Al-Maliki is in a political showdown with the country's top Sunni political figure, Vice-President Tariq al-Hashemi, after the government issued an arrest warrant for al-Hashemi on allegations his bodyguards ran hit squads targeting government officials.

The prime minister threatened to form a government without al-Hashemi's Sunni-backed political party, Iraqiya, which is boycotting parliament and mulling whether to pull out of the ruling coalition.

Iraq was dominated by the minority Sunnis under Saddam Hussein until the U.S.-led war that began in 2003 ousted him.
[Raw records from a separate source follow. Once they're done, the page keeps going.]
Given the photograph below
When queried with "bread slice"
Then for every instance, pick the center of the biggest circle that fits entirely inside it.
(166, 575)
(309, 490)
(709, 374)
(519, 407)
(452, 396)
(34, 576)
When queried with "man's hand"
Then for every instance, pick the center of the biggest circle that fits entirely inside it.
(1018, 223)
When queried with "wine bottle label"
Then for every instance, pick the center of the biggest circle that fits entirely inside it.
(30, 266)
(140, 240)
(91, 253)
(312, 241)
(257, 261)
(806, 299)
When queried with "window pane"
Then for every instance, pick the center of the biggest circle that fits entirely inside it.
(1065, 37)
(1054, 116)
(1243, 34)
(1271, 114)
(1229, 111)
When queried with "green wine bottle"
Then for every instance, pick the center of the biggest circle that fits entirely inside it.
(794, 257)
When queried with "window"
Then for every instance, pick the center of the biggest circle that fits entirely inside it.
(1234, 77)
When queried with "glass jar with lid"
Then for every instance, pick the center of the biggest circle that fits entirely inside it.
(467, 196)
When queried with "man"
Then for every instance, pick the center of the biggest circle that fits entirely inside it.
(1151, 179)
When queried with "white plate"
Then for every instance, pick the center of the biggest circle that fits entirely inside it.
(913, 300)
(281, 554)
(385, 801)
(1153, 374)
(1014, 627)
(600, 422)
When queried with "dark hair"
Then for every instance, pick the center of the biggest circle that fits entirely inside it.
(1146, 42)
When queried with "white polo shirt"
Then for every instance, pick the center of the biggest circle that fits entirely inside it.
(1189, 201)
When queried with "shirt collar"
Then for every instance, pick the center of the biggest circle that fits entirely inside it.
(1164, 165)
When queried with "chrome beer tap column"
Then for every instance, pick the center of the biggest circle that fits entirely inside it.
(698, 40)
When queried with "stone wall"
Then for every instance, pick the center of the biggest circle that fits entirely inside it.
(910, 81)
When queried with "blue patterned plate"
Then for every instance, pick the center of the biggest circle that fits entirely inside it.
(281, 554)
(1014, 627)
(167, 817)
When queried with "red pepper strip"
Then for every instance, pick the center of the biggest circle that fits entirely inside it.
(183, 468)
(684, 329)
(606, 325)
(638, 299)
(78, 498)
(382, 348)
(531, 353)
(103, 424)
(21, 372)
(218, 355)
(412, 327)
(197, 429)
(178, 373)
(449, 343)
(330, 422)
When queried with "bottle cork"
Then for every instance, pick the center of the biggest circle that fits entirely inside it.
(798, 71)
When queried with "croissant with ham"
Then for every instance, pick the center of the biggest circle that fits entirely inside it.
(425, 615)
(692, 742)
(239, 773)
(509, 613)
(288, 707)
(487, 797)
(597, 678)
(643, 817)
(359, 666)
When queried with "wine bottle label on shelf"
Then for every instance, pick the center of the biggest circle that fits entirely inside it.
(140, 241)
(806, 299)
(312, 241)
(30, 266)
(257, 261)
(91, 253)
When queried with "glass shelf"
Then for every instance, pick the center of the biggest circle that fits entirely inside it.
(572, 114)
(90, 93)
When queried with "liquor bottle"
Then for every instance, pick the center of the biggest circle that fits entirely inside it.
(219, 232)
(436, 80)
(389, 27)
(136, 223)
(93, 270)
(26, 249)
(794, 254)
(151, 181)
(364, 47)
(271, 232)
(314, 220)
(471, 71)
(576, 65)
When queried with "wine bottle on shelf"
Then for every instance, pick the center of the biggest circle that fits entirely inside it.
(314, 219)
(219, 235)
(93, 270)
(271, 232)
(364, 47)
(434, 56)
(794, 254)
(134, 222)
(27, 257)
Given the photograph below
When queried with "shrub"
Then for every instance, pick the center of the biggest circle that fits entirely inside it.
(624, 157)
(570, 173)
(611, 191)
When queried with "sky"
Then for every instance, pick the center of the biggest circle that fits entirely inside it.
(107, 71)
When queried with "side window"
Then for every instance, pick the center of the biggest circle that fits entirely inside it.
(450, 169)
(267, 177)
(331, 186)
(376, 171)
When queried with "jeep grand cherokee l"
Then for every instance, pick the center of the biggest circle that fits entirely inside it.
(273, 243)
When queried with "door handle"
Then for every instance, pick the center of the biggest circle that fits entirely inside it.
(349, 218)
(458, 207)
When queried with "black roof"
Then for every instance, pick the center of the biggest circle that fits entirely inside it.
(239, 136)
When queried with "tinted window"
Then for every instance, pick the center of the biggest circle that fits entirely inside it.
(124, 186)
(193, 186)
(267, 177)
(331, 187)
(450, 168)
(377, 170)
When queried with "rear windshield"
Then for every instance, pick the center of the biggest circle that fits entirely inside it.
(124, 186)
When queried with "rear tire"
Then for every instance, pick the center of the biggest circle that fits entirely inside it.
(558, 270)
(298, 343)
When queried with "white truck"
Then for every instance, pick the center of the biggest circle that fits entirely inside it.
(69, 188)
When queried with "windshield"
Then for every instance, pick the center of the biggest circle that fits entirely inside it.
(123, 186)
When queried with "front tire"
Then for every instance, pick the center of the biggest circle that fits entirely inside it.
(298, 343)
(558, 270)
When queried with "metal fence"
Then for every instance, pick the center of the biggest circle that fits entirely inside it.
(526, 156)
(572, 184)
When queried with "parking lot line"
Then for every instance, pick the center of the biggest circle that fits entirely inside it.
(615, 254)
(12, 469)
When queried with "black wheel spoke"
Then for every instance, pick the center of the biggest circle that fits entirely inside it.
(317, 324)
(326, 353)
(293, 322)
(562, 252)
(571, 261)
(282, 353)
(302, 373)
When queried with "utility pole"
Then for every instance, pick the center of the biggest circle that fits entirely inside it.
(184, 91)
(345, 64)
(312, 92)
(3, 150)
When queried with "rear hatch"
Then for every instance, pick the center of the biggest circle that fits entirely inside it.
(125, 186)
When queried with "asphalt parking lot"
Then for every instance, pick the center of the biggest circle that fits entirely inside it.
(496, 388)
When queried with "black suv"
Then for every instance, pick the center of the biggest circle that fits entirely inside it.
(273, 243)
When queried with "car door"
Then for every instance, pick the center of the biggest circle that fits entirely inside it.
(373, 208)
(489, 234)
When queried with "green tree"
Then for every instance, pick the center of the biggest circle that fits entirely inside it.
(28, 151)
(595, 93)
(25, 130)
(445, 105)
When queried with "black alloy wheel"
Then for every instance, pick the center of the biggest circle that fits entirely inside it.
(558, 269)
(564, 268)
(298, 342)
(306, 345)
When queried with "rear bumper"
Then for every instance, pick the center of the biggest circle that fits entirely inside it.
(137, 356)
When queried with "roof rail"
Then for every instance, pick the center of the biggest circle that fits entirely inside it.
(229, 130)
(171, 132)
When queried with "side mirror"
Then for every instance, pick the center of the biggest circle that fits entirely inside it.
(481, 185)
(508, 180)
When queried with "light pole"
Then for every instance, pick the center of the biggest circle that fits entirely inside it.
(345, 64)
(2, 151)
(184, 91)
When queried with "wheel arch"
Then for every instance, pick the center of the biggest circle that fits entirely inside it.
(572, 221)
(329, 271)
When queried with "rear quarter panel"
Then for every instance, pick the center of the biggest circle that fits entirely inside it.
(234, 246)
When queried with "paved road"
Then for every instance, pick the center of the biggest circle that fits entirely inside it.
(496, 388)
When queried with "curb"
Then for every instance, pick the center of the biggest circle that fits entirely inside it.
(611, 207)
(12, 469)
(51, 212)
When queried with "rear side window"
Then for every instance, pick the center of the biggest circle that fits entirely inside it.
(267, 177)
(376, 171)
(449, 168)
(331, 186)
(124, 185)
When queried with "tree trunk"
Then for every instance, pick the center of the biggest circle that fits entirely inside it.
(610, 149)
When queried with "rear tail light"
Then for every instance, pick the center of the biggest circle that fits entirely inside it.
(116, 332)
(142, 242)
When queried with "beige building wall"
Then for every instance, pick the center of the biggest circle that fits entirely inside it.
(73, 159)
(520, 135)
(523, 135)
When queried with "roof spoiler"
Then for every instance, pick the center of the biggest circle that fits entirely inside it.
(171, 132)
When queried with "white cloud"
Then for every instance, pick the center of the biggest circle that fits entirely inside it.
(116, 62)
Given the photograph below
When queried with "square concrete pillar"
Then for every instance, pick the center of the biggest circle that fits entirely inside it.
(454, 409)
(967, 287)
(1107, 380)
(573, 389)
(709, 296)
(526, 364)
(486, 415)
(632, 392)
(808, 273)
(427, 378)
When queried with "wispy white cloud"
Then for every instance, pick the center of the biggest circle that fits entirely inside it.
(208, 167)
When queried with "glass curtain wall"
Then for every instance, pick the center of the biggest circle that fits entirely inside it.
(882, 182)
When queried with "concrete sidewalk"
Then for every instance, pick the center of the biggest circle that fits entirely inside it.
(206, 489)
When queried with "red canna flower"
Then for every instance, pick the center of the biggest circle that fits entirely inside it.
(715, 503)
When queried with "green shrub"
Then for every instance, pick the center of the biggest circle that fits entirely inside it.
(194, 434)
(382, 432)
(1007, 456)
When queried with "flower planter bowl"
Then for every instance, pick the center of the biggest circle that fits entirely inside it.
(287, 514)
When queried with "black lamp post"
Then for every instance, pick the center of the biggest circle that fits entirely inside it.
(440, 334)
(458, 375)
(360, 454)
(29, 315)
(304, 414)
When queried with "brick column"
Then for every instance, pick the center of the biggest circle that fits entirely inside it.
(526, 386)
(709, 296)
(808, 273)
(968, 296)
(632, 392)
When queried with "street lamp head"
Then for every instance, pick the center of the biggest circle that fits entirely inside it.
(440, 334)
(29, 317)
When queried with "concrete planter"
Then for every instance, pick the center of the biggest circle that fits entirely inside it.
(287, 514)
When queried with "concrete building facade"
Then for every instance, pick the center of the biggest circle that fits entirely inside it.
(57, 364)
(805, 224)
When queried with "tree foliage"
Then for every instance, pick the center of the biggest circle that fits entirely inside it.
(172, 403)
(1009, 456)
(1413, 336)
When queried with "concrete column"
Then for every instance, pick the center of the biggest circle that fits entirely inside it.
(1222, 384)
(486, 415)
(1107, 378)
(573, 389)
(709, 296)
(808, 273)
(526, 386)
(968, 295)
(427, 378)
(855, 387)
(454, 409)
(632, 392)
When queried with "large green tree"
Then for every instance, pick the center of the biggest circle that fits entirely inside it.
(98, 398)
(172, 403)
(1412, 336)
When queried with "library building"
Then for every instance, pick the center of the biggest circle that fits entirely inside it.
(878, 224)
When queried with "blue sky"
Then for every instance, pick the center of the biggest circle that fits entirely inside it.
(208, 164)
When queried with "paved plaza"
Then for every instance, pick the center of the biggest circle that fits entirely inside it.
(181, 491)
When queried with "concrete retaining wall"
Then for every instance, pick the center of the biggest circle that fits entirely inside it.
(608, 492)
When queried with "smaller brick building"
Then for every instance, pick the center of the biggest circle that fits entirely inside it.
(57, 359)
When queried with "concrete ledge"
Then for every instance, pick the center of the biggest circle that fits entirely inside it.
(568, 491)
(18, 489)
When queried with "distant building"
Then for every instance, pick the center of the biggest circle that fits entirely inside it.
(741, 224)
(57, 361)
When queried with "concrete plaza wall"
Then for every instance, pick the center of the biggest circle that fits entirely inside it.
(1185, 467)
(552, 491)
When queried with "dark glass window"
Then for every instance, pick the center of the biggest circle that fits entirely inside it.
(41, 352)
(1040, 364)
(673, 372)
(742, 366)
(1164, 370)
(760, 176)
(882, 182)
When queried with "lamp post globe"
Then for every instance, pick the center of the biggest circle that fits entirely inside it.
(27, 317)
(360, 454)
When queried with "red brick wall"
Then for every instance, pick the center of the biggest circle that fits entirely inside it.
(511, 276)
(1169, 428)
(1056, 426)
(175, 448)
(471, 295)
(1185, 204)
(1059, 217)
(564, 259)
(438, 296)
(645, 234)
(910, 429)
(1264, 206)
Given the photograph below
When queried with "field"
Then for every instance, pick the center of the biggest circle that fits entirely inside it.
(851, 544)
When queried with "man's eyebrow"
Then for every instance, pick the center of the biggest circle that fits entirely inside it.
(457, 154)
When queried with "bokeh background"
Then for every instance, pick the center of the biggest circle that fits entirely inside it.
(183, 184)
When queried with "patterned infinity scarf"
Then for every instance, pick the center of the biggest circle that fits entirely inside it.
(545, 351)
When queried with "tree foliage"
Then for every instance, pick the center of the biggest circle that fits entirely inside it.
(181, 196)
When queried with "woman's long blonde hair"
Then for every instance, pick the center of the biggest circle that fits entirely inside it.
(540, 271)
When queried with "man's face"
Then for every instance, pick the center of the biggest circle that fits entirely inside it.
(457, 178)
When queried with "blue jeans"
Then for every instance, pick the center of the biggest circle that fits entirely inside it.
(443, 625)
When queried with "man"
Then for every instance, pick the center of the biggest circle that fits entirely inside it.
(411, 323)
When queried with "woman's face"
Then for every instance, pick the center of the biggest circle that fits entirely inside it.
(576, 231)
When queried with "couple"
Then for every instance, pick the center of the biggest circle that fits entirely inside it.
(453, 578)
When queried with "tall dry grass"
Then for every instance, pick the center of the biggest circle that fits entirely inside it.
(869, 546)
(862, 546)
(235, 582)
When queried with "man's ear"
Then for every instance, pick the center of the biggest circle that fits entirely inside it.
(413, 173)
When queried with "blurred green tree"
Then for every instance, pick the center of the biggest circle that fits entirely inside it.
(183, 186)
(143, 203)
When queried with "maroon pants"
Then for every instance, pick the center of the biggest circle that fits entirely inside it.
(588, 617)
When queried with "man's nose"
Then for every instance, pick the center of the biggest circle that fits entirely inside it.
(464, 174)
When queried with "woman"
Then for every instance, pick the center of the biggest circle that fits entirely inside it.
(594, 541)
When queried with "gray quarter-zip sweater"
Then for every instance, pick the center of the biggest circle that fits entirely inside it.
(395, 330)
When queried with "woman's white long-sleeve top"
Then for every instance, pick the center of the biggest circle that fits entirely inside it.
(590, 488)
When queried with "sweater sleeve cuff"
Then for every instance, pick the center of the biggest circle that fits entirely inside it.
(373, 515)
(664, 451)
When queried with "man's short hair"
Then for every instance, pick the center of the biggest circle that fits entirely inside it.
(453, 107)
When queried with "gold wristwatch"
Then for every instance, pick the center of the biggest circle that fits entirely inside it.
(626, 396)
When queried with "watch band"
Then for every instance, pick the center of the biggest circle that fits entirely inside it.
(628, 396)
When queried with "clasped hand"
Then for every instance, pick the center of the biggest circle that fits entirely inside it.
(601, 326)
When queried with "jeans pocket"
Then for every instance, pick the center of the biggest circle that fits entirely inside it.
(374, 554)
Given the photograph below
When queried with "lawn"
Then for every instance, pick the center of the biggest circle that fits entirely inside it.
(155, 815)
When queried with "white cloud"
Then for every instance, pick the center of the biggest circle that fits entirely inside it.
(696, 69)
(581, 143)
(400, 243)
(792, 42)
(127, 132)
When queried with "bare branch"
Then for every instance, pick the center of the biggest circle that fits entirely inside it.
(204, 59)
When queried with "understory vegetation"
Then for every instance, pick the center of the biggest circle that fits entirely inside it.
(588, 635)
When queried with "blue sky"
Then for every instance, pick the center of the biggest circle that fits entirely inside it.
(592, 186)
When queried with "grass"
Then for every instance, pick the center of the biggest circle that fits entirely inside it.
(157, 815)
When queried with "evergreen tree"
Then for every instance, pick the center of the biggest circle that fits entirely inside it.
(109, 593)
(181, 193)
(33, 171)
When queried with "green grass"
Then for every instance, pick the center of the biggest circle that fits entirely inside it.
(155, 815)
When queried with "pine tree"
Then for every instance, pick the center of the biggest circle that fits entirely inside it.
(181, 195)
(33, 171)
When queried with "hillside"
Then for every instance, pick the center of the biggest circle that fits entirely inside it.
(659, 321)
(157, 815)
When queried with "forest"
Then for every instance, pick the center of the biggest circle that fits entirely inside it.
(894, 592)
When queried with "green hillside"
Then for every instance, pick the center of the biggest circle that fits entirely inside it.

Majority Shia have dominated the government ever since, though Americans pushed hard for the inclusion of Sunnis with a meaningful role in the current governing coalition.

Political tensions

Bitter sectarian rivalries played out in 2006-2007 in violence that took Iraq to the brink of civil war and the latest tensions have raised fears of a resurgence of Shia-Sunni violence.

The political crisis taps into resentments that are still raw despite years of efforts to overcome them. The Sunnis fear the Shia majority is squeezing them out of their already limited political role. Shia suspect Sunnis of links to militants and of plotting to topple the Shia leadership.

The Sadrists have played an important role in maintaining Shia domination over government -- their support last year catapulted al-Maliki back to the prime minister's office for a second term.

For the proposal to dissolve parliament to gain traction, it would take the consent of at least 1/3 of parliament, the president and the prime minister or a simple majority of lawmakers. Al-Maliki, who only secured his position after nearly nine months of political wrangling after the last elections, would likely be loath to go through the process again and risk an unfavourable outcome.

Al-Aaraji said the proposal first needs approval of the larger coalition between the Sadrists and al-Maliki's alliance, the two most powerful Shia parties.

A Shia lawmaker loyal to al-Maliki, Kamal al-Saiedi, said the proposal should be studied.

"Forming the current government was not an easy issue, therefore going back in the direction of new elections would be more difficult," he said.